The deadline for making elections to apply credit balance to the minimum required contribution is also extended to Jan. 1. The extension includes standing credit balance elections to satisfy year-end contributions. Informal IRS guidance in the 2011 Enrolled Actuaries Gray Book, Q&A-5, suggests that Schedule SB can reflect future standing elections, as long as the necessary credit balance exists on the date the form is signed. Nonetheless, cautious sponsors that rely on standing elections to satisfy minimum required contributions may want to make a specific use election before filing the SB to avoid any subsequent review or audit questions about anticipating a future election on the filing.

Other credit balance election deadlines are unchanged. For instance, a sponsor with an Oct. 1 plan year that used credit balance to pay the Jan. 15, 2020, quarterly contribution only has until Sept. 30 to revoke that election.

AFTAP certifications

When determining whether Section 436 benefit restrictions apply to any plan year that includes the 2020 calendar year, the CARES Act lets sponsors choose to use the adjusted funding target attainment percentage (AFTAP) for the plan year ending in 2019. Notice 2020-61 clarifies many implementation details about these lookback elections.

2020 AFTAP likely still necessary

Many sponsors and DB practitioners had assumed that an election to use the lookback AFTAP for 2020 would obviate the need for a 2020 AFTAP. But in the notice, IRS explains that the reliance on the lookback AFTAP applies only for 2020; the presumption rules that will apply in 2021 before the actuary certifies the 2021 AFTAP will still require a certified 2020 AFTAP.

The notice also points out that existing IRS regulations provide that if benefit restrictions aren’t in effect at the end of the plan year, they won’t go into effect during the first three months of the next plan year. So many plan sponsors won’t need their 2020 AFTAP certification in place until the first day of the fourth month of the plan year (April 1 for calendar-year plans) — and may not need one at all if the 2021 AFTAP is certified before that time. The special three-month moratorium on benefit restrictions does not apply if the plan is amended to improve benefits or needs to pay an unpredictable contingent-event benefit (UCEB) before then.

Written election required

The notice says that plan sponsors choosing to use the lookback AFTAP must follow the procedures for making credit balance elections. Sponsors will have to notify the plan administrator and enrolled actuary in writing, specifying the details of the election.
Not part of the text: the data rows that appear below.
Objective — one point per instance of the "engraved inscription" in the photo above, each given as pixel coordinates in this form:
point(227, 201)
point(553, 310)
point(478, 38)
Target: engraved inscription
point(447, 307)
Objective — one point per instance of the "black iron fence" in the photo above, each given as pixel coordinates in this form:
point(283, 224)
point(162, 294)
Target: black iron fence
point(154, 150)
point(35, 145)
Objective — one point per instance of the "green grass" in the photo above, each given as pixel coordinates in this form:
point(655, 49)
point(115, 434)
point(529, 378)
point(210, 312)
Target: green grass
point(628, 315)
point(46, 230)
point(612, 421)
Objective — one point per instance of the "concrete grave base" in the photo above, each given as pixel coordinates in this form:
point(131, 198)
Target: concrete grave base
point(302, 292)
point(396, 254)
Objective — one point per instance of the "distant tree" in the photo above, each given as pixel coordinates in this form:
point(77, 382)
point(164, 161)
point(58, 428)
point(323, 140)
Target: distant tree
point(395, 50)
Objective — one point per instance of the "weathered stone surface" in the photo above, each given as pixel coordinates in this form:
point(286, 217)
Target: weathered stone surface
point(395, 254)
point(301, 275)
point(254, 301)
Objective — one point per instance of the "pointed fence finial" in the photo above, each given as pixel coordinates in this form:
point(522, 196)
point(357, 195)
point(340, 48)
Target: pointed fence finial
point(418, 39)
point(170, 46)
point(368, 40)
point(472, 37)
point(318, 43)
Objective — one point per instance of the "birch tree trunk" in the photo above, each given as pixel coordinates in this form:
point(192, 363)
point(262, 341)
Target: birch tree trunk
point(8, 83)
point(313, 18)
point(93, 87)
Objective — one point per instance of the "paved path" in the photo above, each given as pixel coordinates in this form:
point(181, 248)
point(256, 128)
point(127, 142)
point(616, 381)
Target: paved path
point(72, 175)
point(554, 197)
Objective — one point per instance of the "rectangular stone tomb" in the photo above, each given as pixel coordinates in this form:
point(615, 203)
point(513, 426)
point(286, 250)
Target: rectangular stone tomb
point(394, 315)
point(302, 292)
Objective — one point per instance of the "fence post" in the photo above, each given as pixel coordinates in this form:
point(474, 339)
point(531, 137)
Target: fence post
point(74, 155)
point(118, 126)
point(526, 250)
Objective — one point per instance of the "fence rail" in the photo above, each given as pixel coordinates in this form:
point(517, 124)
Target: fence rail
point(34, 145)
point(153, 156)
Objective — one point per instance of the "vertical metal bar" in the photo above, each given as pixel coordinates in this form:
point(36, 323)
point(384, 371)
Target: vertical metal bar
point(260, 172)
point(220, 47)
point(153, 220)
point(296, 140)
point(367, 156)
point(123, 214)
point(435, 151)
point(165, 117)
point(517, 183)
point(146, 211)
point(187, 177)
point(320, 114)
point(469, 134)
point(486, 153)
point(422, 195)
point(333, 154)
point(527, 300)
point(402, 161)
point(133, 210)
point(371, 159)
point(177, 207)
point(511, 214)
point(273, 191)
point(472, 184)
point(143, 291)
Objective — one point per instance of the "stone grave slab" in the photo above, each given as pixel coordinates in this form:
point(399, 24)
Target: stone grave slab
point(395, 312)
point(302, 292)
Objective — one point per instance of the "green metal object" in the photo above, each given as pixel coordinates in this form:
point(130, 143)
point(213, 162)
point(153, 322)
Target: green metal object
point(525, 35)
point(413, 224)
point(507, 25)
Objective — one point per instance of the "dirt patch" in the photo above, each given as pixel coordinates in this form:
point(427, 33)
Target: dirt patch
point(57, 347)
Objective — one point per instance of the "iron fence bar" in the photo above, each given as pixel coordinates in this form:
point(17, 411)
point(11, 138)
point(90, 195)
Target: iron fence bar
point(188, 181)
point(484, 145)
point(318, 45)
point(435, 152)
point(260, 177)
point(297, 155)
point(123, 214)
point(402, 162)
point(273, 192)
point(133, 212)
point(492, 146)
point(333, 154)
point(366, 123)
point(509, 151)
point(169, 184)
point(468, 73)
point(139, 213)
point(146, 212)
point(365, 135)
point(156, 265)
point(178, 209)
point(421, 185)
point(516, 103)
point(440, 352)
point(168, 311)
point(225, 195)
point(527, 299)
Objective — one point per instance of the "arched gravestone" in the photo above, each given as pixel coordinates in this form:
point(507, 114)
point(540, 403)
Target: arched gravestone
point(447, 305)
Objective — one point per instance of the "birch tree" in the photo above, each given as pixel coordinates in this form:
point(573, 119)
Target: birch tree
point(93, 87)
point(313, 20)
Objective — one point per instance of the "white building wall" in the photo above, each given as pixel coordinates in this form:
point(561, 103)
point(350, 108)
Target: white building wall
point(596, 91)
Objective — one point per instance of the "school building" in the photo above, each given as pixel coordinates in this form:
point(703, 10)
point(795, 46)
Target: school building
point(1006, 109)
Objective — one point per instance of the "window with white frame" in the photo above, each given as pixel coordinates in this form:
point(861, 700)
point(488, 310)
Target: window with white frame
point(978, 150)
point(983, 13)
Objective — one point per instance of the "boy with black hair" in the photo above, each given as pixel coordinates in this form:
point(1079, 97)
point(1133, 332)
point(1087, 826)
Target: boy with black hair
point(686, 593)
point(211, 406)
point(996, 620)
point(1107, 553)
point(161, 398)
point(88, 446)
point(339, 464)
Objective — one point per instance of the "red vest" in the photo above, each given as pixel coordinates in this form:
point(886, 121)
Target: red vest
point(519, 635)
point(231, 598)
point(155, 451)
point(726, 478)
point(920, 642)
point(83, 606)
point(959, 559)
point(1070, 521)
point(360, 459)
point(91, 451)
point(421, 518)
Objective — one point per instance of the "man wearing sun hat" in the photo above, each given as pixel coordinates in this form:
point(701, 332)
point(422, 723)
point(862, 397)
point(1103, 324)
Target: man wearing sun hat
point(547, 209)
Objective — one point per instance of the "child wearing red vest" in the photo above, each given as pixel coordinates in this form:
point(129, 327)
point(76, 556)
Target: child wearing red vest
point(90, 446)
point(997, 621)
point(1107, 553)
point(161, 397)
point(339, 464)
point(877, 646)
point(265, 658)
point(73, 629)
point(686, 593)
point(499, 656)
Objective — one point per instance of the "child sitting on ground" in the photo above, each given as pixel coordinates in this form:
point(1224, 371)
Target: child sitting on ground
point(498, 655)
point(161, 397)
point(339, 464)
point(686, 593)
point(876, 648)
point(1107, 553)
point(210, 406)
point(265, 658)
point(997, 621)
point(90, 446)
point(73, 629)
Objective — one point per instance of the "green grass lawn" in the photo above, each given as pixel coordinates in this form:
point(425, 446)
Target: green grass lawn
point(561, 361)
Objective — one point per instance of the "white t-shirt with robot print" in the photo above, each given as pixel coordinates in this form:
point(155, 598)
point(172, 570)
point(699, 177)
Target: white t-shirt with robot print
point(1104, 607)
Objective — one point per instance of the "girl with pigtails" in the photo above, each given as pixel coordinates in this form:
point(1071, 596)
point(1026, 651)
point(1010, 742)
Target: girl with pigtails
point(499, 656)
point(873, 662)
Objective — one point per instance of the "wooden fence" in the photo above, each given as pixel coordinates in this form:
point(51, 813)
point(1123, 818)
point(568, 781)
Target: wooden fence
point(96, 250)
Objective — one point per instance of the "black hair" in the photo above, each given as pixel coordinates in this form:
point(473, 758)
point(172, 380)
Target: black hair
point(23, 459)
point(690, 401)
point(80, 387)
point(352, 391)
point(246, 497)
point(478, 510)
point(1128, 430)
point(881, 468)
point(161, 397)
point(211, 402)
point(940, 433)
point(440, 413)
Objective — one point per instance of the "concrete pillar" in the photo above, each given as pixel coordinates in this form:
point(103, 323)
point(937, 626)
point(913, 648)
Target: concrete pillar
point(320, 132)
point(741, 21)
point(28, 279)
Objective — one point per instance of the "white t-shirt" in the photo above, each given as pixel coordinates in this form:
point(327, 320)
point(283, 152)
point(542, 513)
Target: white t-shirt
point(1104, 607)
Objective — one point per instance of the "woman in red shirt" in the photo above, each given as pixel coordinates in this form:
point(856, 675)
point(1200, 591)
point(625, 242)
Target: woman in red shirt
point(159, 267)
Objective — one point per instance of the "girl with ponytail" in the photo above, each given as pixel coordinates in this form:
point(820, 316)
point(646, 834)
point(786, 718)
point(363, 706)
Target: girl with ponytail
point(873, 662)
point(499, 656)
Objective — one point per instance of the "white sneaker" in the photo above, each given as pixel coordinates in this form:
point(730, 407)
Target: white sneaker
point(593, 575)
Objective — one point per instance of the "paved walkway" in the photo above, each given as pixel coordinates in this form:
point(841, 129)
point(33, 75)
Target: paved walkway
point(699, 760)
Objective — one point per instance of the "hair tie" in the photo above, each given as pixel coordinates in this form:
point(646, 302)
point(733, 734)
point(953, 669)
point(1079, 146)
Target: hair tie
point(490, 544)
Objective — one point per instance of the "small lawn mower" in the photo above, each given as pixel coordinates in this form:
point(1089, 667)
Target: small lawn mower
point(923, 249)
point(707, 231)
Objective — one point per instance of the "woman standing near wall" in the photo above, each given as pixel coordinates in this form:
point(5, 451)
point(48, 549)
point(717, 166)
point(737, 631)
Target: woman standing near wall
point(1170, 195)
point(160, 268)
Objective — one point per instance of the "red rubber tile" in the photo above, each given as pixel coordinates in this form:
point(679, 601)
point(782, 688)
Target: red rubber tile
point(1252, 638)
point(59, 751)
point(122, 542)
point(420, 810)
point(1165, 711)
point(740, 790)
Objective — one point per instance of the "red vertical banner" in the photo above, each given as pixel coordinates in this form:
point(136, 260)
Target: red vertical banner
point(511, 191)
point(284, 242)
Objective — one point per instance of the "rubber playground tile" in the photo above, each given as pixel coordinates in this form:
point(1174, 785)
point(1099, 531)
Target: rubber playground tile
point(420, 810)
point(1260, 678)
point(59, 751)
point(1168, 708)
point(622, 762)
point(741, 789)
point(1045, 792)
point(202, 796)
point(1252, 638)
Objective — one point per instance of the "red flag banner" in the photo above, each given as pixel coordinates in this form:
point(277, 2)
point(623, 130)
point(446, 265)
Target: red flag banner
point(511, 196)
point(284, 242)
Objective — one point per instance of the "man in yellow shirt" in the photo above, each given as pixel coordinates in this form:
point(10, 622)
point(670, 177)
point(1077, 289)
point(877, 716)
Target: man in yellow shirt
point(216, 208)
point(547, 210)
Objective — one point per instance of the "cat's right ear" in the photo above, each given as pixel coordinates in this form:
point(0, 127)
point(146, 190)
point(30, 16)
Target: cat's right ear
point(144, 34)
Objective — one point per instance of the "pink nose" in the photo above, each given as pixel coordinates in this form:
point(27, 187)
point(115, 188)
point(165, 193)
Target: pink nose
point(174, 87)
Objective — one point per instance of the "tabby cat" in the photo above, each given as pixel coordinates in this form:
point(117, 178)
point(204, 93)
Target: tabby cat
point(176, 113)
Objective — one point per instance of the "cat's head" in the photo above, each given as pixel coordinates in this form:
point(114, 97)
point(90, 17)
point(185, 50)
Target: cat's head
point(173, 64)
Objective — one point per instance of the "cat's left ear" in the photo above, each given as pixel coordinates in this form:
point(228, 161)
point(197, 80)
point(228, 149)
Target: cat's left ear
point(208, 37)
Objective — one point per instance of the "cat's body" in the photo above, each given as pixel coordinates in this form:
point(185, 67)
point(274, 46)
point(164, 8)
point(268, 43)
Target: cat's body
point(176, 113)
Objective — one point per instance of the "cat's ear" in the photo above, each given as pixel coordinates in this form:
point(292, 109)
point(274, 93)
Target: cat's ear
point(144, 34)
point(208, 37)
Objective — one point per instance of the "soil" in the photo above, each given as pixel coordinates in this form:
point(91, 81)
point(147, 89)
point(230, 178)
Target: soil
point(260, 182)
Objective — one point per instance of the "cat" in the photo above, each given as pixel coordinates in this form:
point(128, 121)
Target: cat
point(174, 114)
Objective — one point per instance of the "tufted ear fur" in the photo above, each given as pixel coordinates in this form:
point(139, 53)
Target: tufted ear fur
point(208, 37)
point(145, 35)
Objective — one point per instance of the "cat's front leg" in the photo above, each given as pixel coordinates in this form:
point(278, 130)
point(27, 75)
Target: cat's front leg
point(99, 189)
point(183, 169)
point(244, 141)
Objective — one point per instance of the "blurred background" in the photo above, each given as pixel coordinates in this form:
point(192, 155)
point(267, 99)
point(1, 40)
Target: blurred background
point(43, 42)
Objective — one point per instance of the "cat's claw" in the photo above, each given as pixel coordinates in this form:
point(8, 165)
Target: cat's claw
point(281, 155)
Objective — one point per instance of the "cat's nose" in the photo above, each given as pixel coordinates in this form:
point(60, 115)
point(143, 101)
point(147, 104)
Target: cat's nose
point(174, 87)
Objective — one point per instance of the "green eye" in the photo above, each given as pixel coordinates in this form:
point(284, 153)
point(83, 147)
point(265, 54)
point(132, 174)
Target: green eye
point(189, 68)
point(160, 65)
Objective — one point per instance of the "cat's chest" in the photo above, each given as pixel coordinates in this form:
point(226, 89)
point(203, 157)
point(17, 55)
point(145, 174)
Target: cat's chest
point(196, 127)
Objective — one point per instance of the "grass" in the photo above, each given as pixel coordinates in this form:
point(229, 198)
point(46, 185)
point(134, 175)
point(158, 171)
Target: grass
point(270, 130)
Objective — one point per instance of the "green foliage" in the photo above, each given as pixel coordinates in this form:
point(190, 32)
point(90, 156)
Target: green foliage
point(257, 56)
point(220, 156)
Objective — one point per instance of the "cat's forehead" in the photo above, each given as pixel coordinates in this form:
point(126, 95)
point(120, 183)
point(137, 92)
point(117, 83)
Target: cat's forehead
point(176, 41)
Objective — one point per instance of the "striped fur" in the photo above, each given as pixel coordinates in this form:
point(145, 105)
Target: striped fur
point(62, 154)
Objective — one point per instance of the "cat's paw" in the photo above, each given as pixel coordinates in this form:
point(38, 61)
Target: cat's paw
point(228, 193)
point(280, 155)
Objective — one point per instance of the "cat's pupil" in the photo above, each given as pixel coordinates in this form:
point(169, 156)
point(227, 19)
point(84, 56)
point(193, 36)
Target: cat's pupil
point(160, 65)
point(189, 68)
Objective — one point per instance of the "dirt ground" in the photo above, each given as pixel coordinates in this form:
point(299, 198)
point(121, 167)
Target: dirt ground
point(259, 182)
Although the notice doesn’t set a deadline, the election presumably must be made by the ordinary 10th-month AFTAP deadline. Earlier elections that that didn’t satisfy the requirements won’t be treated as invalid, as long as the sponsor makes a compliant election by Sept. 30 (regardless of plan year).

Elections for noncalendar-year plans

Noncalendar-year plans have two plan years in the 2020 calendar year: the plan year that ends in 2020 and the plan year that begins the next day. The notice clarifies that sponsors of these plans may make independent elections for each of the two plan years. For example, a sponsor of a Sept. 1 plan might choose to use the 2018 AFTAP (that is, the AFTAP for the Sept. 1, 2018, to Oct. 31, 2019, plan year) only for the plan year beginning Sept. 1, 2020, rather than using the lookback AFTAP for both the 2019 and 2020 plan years. Some sponsors and practitioners had previously been concerned that the lookback election would be binding for both plan years.

Interaction of lookback AFTAP with certified AFTAP

As noted, IRS expects that most plans will need certified AFTAPs for 2020, even if the sponsor chooses to use the lookback AFTAP. The way the two AFTAPs interact depends on when the lookback election is made:

  • If the sponsor elects to use the lookback AFTAP before the AFTAP is certified for the year, the certified AFTAP will have no effect for 2020 unless the sponsor revokes the election to use the lookback AFTAP. If the sponsor doesn’t revoke the lookback election, benefit restrictions for 2020 will be based on the applicable presumptions for the period prior to the election, and the lookback AFTAP until the end of the year. If the sponsor does revoke the lookback election, the change is not deemed immaterial and could give rise to plan qualification issues if benefit restrictions would change. Therefore, a sponsor will likely want to revoke the lookback election only if the actual certified AFTAP is in the same range as the lookback AFTAP (i.e., less than 60%, 60–80%, 80% or more). But in that case, revoking the election may offer little advantage.
  • If the sponsor elects to use the lookback AFTAP after the AFTAP is certified for the year, the election is treated like a subsequent AFTAP certification. However, this election is deemed to be an immaterial change in the AFTAP, so any resulting changes to benefit restrictions only apply prospectively. For example, consider a plan with an April 1 plan year and a 2018 AFTAP of 89%. If the actuary had certified a 2020 AFTAP of less than 80% on June 30, benefit restrictions would have gone into effect July 1. If the sponsor chooses in August to use the lookback AFTAP for the plan year beginning April 1, 2020, then benefit restrictions will be lifted starting Sept. 1, and the plan will have not violated the Section 436 rules by restricting payments for July and August.

Plan amendments and UCEBs

Section 436 restricts underfunded plans from improving benefits or paying UCEBs unless the plan’s AFTAP is at least 80% after the amendment or at least 60% after paying the UCEBs. The statute states that the lookback AFTAP may be used for benefit restriction purposes, but doesn’t specify whether that reliance should follow the rules for when a presumed AFTAP is in place, which requires using updated assets and an implied liability value.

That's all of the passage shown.